伊勢新聞

2019年10月26日(土)

▼県立盲学校、同聾学校の創立百周年記念行事を11月、両校で開く。児童生徒が楽器の演奏や手話の合唱などを披露する。「学習成果を見てもらう機会はなかなかない。どんな勉強をしているかを実感してもらうことで障害のある人への理解を深め、交流の促進につなげたい」と廣田恵子県教育長

▼特別支援教育の目的に「自立や社会参加に向けた主体的な取り組み」への支援が上げられ「適切な指導及び必要な支援」が求められている。県は昨年、障害者差別解消条例を施行させたが、それを生かした教育効果を意識、体感できる発表はない。時期尚早ということか

▼唯一実感できるのは聾学校の手話による合唱だろう。
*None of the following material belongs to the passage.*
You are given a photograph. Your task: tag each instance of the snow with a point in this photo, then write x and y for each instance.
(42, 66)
百周年記念行事の目玉の一つ。差別解消条例施行とともに県の手話への取り組みはぐんと進んだ。知事会見に導入。県の各庁舎に手話でのあいさつのモチーフが飾られた。手話の学習と理解は交流すなわちコミュニケーションの促進になる

▼もっとも県が手話言語条例を定めたのは一昨年4月だ。「ろう者にとって声と言うべきもの」として「聴覚障害の有無にかかわらず」相互の人格、個性の尊重、共生社会の実現に欠かせぬと条例は普及の意義を強調する

▼視覚障害者にとっては点字に相当しようが、盲学校の発表に、その学習効果をうかがわせるものはない。意思疎通について、障害者の種別で差別があることを県の取り組みは浮き彫りにする

▼バリアフリー、ユニバーサルデザイン、ダイバーシティーと、共生社会への最先端の概念は変遷しても、落ちこぼれたものはそのまま引き継がれている。